O enredo central da série decorre durante uma nova época de apresentação de debutantes na qual Lord Anthony, consciente da responsabilidade que tem por ser o primogênito, decide se casar e procurar a mulher que reúna toda as qualidades para se tornar a viscondessa de Bridgerton.

A busca de Anthony por uma debutante que cumpra com os seus padrões impossíveis parece infrutífera até que Kate Sharma (Simone Ashley) e a sua irmã mais nova Edwina Sharma (Charithra Chandran) chegam da Índia com propósitos similares. Surgirá então um triângulo amoroso que vai mexer com o visconde, que vai debater-se entre o conveniente aos olhos da sociedade e o amor verdadeiro.

Simone Ashley e Jonathan Bailey em cena da segunda temporada da série ‘Bridgerton’  Foto: Liam Daniel/Netflix

“É muito emocionante estar na série, ainda que obviamente pode ser verdadeiramente avassalador entrar num projeto tão  bem-sucedido. Agente se sente como a criança nova na escola, mas tivemos a sorte de vir como uma unidade, como o pacote de irmãs”, conta Chandran à Agência Efe.

Na opinião de Ashley, o orgulho é duplo por também “ser parte deste incrível espetáculo que representa muitas pessoas diferentes”, explica À a Efe, aludindo a uma das características mais notáveis da série, a variedade racial e a igualdade plena.

Junto a este trio amoroso decorrem outras histórias, com a rebelde Eloise Bridgerton (Claudia Jessie) a dar muito que falar, com a (já não tão misteriosa) Lady Whistledown -narradora da série, na voz de Julie Andrews– revelando segredos e movendo fios com os seus folhetos semanais e com as Featheringtoninventando nos planos para não caírem.
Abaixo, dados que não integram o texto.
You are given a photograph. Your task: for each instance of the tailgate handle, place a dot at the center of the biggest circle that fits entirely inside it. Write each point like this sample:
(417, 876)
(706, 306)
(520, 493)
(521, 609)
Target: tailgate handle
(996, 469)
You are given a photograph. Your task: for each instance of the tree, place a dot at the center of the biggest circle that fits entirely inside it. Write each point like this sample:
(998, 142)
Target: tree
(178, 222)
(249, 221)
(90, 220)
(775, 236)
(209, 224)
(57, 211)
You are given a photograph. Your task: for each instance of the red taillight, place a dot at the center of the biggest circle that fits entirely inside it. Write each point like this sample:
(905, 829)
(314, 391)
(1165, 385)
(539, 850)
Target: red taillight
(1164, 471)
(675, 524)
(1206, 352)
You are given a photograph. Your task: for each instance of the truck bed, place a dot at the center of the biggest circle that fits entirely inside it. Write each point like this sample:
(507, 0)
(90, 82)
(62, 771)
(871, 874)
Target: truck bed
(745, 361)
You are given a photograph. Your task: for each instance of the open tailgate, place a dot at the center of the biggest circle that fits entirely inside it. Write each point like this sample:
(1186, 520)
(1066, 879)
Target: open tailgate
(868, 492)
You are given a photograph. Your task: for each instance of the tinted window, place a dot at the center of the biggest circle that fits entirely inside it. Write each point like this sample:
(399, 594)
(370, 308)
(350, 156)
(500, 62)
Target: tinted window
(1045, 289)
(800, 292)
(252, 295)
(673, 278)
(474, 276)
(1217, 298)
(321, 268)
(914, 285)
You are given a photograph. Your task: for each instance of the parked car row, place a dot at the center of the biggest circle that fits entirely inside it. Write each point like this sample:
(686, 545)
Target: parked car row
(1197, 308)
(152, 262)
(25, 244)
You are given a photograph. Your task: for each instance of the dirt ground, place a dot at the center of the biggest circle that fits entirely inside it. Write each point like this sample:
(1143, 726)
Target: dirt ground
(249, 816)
E, a envolver tudo, está a grandiosidade da corte encabeçada pela rainha Charlotte (interpretada por Golda Rosheuvel), a sua eleição do “diamante da temporada” e os luxuosos fastuosos bailes da época, que serão mais pomposos e cerimoniais.

“Cada vez que há um baile, é sempre o maior e mais deslumbrante que já vimos (…) Estamos sempre tentando nos superar. Nesta temporada criamos espaços absolutamente mágicos para as cenas de baile”, aponta o designer de produção da série, Will Hughes-Jones, numa entrevista concedida pela Netflix.

Tudo isso, reconhece, está ligado ao sucesso da primeira temporada, que criou uma espécie de “síndrome do segundo álbum”, que é “Quando você faz o seu melhor trabalho e depois tem de fazê-lo ainda melhor”, pelo que a autossuperação tem sido a constante obsessão, que se reflete desde a primeira flor até A à última touca.